CYPRESS, Calif. — A few years ago, Nitto Tire U.S.A. Inc. started seeing conversations online and through social media from people in Europe wondering when the Nitto tires they had ordered would arrive.
There was only one problem: Nitto doesn't sell tires in Europe.
Digging into this Nitto discovered someone had set up a European-based website, complete with a login and a create-an-account section, encouraging viewers to become a Nitto dealer and to purchase the company's tires. The site even offered a credit-card application and wire transfer form to send in money for the products purchased.
The reality: It was all a fake.
Thanks to the social media room operated though the company's technical services department, Nitto quickly discovered the fraudulent website and had it shut down within days. It then caught a reboot of the site quickly thereafter.
Welcome to the world of online tire selling and marketing.
Nitto likely would not have uncovered the fraudulent website so quickly, company officials said, if it hadn't broadened its customer service and internal communications efforts several years ago, giving the ability to compile and share all interactions the company had with customers, including those via social media. The upshot of the effort was to provide a better understanding of customers' concerns and needs and to better meet their expectations.
Nitto's expanded focus on the digital experiences of its customers began to take shape as it developed a social media following that today numbers more than 12 million fans.
The company realized that Nitto, to its fans and tire dealer customers, was more than just the tires it sold. Rather it was everything the Nitto brand is about, including the marketing, the customer service, how customer complaints are resolved, the programs it offers and how they are presented to dealers.
Nitto also recognized that while millennials are a core part of its customer base, Gen Xers and Baby Boomers, too, are fans, and all of these generational groups have adopted similar expectations regarding communications and how they want to be treated.
"Social isn't just for young people anymore," Efrain Viveros, Nitto director of technical services, said in a recent interview at the company's offices in Cypress. "Everybody's kind of adopted it as a standard nowadays, so with that, everybody's expectation has increased tremendously."

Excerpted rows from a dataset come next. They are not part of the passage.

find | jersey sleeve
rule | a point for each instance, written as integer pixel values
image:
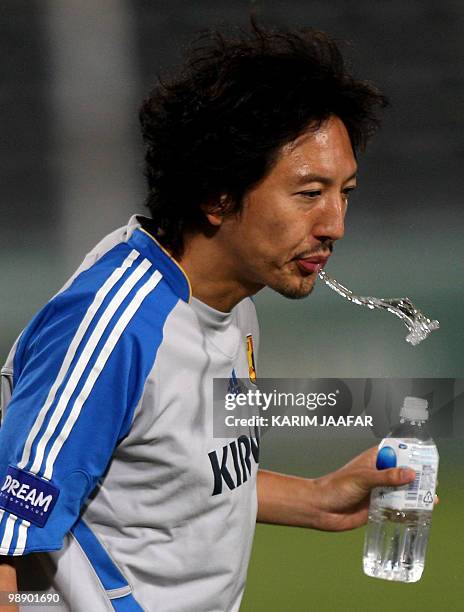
(79, 372)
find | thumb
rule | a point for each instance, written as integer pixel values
(392, 477)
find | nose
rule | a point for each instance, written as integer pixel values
(330, 222)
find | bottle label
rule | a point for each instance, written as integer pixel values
(423, 459)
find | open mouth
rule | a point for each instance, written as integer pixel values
(311, 265)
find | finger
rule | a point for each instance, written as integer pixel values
(392, 477)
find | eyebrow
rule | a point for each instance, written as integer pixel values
(301, 179)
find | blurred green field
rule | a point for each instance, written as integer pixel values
(301, 570)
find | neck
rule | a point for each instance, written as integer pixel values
(212, 273)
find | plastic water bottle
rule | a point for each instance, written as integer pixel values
(400, 517)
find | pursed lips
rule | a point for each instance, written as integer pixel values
(312, 264)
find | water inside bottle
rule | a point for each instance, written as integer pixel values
(396, 543)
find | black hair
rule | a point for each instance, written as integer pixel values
(217, 127)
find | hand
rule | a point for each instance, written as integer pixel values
(342, 497)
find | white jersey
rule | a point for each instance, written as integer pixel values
(109, 471)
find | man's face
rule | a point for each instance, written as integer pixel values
(290, 221)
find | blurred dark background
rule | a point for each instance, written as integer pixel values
(73, 75)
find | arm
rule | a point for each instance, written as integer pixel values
(8, 581)
(334, 502)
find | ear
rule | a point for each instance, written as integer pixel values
(215, 210)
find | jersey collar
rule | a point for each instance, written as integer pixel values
(171, 270)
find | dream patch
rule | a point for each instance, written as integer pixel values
(27, 496)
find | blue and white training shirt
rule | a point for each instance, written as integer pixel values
(113, 490)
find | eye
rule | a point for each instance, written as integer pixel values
(347, 192)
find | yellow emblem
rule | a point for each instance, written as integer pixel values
(251, 359)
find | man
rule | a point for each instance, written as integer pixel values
(113, 489)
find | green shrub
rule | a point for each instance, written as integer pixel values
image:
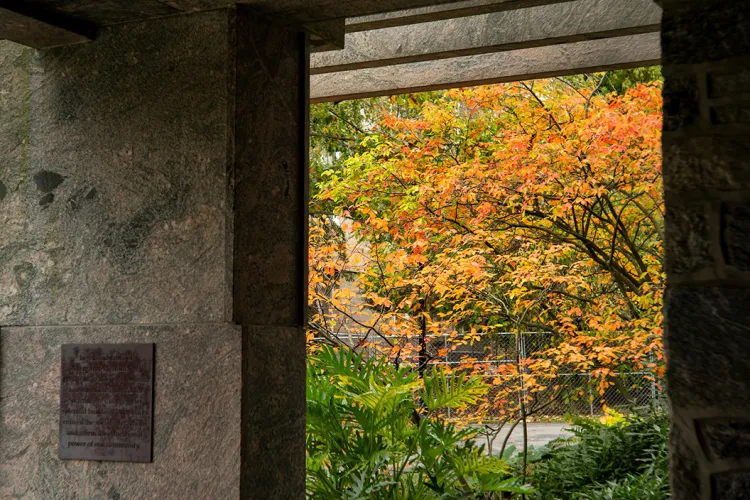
(628, 460)
(373, 433)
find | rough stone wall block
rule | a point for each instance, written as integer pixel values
(706, 56)
(196, 446)
(153, 187)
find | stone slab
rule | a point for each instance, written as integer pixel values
(515, 65)
(196, 447)
(113, 159)
(452, 10)
(500, 31)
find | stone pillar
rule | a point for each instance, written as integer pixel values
(270, 257)
(121, 221)
(706, 54)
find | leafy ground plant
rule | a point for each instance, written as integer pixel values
(374, 432)
(623, 460)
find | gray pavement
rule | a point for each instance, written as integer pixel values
(539, 434)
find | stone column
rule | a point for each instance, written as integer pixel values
(706, 53)
(120, 221)
(270, 257)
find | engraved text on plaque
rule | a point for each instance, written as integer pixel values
(106, 401)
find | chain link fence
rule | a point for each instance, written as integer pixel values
(489, 356)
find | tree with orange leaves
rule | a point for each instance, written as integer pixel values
(533, 206)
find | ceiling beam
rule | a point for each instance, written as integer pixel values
(38, 29)
(501, 31)
(439, 13)
(523, 64)
(306, 11)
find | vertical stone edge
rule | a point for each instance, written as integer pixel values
(270, 259)
(707, 189)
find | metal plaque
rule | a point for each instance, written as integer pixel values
(106, 402)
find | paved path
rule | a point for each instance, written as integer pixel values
(539, 435)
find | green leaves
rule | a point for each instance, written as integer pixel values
(372, 433)
(451, 391)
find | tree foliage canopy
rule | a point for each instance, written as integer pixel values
(516, 207)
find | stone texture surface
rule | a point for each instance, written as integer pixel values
(270, 254)
(685, 466)
(437, 13)
(521, 64)
(706, 170)
(270, 175)
(37, 33)
(706, 30)
(522, 28)
(273, 409)
(705, 163)
(736, 229)
(731, 485)
(196, 451)
(688, 237)
(725, 439)
(708, 338)
(105, 12)
(113, 159)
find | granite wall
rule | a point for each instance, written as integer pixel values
(706, 52)
(118, 161)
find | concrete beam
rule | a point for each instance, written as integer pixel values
(38, 30)
(439, 13)
(305, 11)
(501, 31)
(524, 64)
(326, 35)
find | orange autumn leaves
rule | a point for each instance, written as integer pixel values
(533, 206)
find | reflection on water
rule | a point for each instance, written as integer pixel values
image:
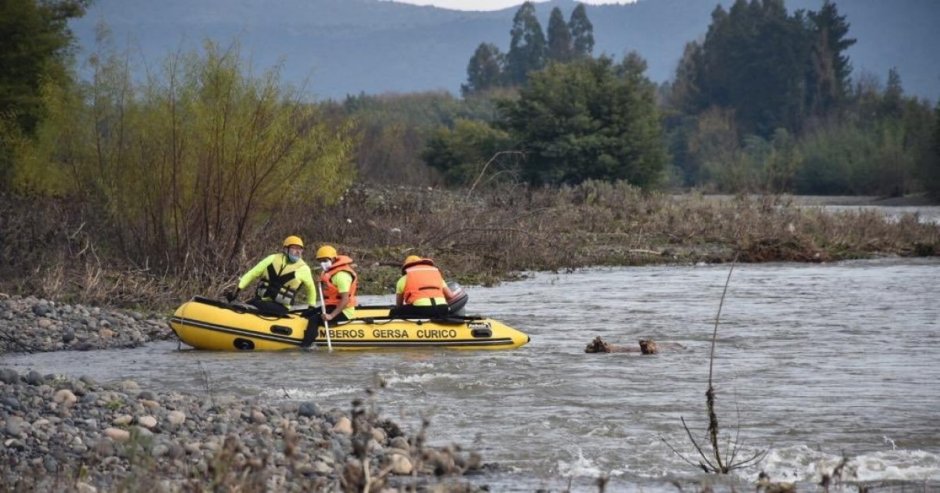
(923, 213)
(812, 361)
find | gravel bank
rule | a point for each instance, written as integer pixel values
(33, 325)
(60, 434)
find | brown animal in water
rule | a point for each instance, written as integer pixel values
(598, 345)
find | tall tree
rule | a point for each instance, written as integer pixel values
(755, 60)
(933, 166)
(35, 53)
(582, 32)
(35, 44)
(527, 50)
(587, 120)
(485, 69)
(830, 68)
(892, 103)
(559, 38)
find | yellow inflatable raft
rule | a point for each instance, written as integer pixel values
(209, 324)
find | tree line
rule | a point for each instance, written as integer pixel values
(766, 101)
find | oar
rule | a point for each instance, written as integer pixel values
(326, 325)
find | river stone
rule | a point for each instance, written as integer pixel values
(10, 402)
(65, 396)
(50, 464)
(401, 465)
(33, 378)
(176, 418)
(147, 421)
(308, 409)
(378, 434)
(129, 386)
(117, 434)
(85, 488)
(343, 426)
(400, 443)
(14, 427)
(9, 376)
(149, 404)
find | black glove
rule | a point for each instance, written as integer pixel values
(231, 295)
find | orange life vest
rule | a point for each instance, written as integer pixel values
(422, 280)
(331, 295)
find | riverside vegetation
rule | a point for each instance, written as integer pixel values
(478, 237)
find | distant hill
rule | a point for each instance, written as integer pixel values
(350, 46)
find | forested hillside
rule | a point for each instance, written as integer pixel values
(352, 46)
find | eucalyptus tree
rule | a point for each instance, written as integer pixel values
(485, 69)
(828, 81)
(527, 46)
(559, 38)
(589, 119)
(582, 32)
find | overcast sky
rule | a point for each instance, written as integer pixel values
(489, 4)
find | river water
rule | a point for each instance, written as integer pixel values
(813, 363)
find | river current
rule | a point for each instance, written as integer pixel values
(813, 363)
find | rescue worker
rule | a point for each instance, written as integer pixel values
(282, 275)
(421, 291)
(340, 284)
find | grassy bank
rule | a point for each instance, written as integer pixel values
(57, 250)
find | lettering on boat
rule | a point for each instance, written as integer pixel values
(437, 334)
(343, 334)
(389, 334)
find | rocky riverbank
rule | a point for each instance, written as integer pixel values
(30, 324)
(62, 434)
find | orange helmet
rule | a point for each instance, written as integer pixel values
(293, 241)
(326, 251)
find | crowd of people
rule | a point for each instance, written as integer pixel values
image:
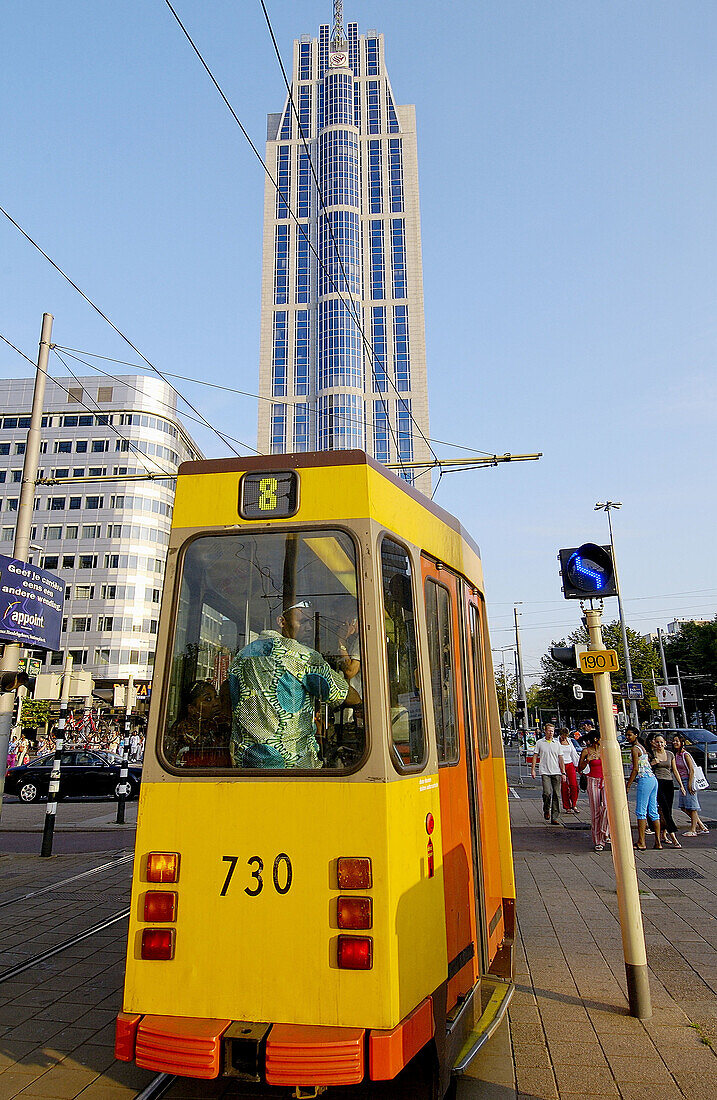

To get a better handle on its customers, the conversations that were happening in the marketplace — including in forums and on social media — and to be more responsive to them, Nitto adopted a policy called the San Gen principles, the three gems, Mr. Viveros said.
"It comes from Toyota — Gemba, Genbutsu, Genjitus — and it translates into 'go and experience and discover reality,' meaning I don't just want to hear a phone call and make a decision from here, or hear a salesperson come and give me his 30-minute interpretation. We want to have a good understanding."
Nitto created a software program, dubbed digi-Gen, for short, which stands for Gemba in a digital world, to manage and create reports from all of the various communications it was receiving from customers, whether that be on the phone, in emails, social media or some other platform.
But gathering information and data was just one step in Nitto's efforts to understand better and be more responsive to its customers and to the market.
To put this information to work, the Toyo Tire & Rubber Co. associate brand had to find a way to take all the data and communications it was gathering and share it not only with its customer agents in the technical services department, but also with the different departments in the company.
Under Mr. Viveros, Nitto's digi-Gen software was able to:
- Provide real-time data;
- Refresh automatically;
- Build in "certain things to ... lead things to experts or maybe escalate things so they get addressed faster"; and
- Provide trending data to allow customer agents to "have the right context" when dealing with customers.
"We want (agents) to think because if they are thinking they are going to be reacting quicker, and if they are reacting quicker, we are going to address things a lot faster," Mr. Viveros said.
Since implementing the digi-Gen program, complaints and warranty issues addressed by the company's technical services agents have declined to 14 percent of conversations from 80 percent.
"We're talking more about the product as opposed to dealing with issues," Mr. Viveros said.
Nitto was able to do this, he said, because it was able to follow cases more thoroughly.
"We were able to actually track a case. If somebody gave a call then later sent us an email, we can now put those and attach them to the same case. We have a full view of the situation."
The effort has aided brand perception and sentiment towards Nitto as well, according to Stephen Leu, director, brand publishing, citing a recent annual AutoPacific Inc. study of replacement tire brands.
"Our net promoter score, the brand loyalty score is extremely high, and general consumer satisfaction rates very highly too."
It's also helped Nitto build better products by providing faster feedback from dealers about how the company's tires are performing.
"Unless it's negative, you don't really get anything," Mr. Viveros said. "This will allow us to really start to understand how things are, even at the initial stages. How it's penetrating. It gives us more information so we can adjust."